Malinda shivered. "Not wine." She hoped that
they were taking proper care of Dog.
"Wash that blood off? Clothes? We have some
garments, better at least than those."
"Not yet. Soon."
"Then what? Sir Wasp can produce any
miracle you want on this boat of his."
"Ship!" he said sharply. He was around
thirty, with lines starting to show in his
face. Short and trim, he had the rapier look
of a Blade, yet he did not wear a sword.
What he was wearing was obviously worth a tidy
sum, and she would not have expected any man less
than a duke to own a vessel like this. Just the
emerald at his throat would buy a coach and four.
"Ship then."
"If you can manage some hot soup," Malinda
said, "I will believe in miracles."
"That one's easy." He blew into a speaking
tube, listened for acknowledgment. "A jug of hot
soup right away." He replaced the tube on its
hook.
"Majesty," Burningstar said, "may I have the
honor of presenting Sir Wasp? He owns this
floating palace. He claims to be Your
Grace's loyal servant and I can detect no
falsehood in him."
"I am greatly in your debt, Sir Wasp."
He bowed low. "Nay, Your Majesty, I
owe you great redress, whatever I can ever do
to make amends." He took a quick step to catch
his balance as the ship heeled.
"Please be seated, all of you," she said.

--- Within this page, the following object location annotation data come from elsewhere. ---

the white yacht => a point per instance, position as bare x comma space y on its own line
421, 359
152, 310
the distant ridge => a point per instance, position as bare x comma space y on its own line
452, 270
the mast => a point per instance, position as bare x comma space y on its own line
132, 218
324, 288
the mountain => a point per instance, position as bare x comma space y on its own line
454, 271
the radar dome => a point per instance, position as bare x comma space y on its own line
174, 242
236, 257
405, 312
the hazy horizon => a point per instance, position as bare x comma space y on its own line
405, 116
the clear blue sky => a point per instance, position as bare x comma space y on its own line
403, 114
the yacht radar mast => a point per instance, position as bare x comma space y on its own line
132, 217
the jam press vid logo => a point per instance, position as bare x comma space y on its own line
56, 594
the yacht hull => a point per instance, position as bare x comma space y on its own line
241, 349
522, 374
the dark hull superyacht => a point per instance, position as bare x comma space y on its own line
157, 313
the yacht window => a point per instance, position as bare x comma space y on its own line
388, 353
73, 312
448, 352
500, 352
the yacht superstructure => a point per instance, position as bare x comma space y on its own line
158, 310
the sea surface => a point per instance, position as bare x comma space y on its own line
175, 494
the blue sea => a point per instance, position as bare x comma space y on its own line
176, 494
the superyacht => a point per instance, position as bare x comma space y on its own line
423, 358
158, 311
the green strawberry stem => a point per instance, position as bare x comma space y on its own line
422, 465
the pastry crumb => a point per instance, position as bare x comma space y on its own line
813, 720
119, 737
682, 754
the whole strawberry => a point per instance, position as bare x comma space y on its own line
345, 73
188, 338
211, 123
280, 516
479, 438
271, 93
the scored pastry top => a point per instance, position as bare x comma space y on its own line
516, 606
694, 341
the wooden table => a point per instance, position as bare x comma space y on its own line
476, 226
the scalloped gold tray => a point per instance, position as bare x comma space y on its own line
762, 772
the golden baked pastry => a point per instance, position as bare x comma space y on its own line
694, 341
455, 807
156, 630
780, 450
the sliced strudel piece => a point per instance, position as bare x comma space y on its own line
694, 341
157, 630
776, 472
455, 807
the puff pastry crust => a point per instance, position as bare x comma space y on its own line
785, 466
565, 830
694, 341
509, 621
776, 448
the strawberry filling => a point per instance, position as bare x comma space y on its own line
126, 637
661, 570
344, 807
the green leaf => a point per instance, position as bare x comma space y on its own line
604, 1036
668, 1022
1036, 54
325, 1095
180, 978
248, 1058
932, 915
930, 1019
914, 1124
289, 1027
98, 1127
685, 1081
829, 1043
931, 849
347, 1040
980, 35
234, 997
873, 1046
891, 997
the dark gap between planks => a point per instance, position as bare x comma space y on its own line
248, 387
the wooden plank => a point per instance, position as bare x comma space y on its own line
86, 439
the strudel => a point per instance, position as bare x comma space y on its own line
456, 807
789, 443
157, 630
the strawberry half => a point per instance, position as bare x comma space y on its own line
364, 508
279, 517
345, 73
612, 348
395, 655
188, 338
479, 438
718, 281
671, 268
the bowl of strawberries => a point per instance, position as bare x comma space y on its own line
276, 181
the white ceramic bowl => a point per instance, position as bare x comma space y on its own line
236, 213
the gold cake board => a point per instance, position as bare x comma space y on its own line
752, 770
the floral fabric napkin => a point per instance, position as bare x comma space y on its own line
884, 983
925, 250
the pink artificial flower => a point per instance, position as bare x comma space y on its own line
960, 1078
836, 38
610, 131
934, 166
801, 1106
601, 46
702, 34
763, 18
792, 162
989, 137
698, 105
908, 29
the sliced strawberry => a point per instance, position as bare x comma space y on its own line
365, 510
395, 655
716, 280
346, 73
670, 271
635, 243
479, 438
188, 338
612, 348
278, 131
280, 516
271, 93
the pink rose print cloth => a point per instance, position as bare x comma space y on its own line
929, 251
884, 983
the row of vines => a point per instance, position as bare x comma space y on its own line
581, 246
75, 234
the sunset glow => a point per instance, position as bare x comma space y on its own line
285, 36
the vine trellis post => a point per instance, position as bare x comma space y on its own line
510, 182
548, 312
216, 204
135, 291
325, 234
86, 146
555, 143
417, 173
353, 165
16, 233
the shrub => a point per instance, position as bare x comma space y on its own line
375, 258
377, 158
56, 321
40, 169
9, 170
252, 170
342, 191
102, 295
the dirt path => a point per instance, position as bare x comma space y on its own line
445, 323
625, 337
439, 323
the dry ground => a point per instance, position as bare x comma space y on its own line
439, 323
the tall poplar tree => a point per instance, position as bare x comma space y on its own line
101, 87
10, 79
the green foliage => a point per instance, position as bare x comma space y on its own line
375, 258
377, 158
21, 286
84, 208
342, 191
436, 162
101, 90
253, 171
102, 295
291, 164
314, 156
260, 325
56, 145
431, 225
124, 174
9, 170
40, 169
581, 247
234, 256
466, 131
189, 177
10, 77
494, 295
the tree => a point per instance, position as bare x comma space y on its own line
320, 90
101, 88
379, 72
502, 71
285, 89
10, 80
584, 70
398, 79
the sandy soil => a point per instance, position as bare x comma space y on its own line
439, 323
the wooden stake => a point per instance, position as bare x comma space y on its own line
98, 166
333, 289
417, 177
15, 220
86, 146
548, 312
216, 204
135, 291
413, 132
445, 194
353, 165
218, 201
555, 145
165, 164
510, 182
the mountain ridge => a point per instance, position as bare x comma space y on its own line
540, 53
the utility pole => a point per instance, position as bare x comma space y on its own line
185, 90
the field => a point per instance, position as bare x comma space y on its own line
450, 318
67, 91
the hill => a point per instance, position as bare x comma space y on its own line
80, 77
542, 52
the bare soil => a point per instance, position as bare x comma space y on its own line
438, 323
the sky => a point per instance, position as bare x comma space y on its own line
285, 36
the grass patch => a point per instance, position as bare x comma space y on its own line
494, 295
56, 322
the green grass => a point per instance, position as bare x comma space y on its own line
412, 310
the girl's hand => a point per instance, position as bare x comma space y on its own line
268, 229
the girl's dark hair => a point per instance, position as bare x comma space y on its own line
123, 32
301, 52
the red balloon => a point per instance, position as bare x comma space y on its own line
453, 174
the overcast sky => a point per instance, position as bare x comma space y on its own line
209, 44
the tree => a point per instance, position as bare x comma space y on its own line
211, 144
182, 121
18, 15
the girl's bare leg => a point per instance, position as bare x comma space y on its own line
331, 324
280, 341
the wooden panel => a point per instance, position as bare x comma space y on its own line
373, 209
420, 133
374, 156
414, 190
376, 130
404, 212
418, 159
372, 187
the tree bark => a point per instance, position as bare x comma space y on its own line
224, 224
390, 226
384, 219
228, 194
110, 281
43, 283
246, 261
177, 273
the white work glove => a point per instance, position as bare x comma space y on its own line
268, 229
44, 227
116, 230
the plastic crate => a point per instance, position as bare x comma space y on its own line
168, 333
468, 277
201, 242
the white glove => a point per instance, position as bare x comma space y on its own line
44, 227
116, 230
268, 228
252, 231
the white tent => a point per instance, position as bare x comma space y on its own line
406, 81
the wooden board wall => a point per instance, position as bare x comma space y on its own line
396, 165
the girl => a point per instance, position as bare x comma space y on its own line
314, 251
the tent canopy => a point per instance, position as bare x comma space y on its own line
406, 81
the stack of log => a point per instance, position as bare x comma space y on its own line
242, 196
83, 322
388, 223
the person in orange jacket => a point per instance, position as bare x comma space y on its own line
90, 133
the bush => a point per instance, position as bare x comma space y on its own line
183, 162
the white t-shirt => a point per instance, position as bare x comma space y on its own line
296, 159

"Sir Wasp, you are a Blade?" Why would a
Blade have trouble with balance?
All three of them settled on the bench
opposite her.
"I was, Your Grace. I would still be a
companion in good standing if the Order had not been
dissolved." He shot a smile at Audley.
"I am honored to be included in the Queen's
Men."
"I am grateful to them all. Where will you take
me?"
"Drachveld, by your leave. Queen Regent
Martha promises Your Grace asylum with
full royal honors. You can be Queen in
Exile while your supporters prepare to wrest
your crown from the Usurper."
Again the awful prospect of civil war
loomed. No, she would not go to Thergy. The answer
lay at Ironhall. Could she hope to convince
them of the truth she had worked out over the long dark
months? Would she even have the courage to face it
herself if Dog were here with her now? And who was this
cryptic ex-Blade who wallowed in such wealth?
"Who was your ward, Sir Wasp?"
"Radgar Aeleding, Your Grace."
They all watched for her reaction.
"Sir Piers told me that my father had not
only allowed the Baelish heir to slip out of his
fingers but also had deeded him a Blade. It was
fear of ridicule, I am sure, that made him
insist on keeping the matter so secret." Even
male monarchs could make mistakes. She
glanced around her other companions, especially
looking at Burningstar, who claimed to find no
untruth in the man, but who still seemed unworried.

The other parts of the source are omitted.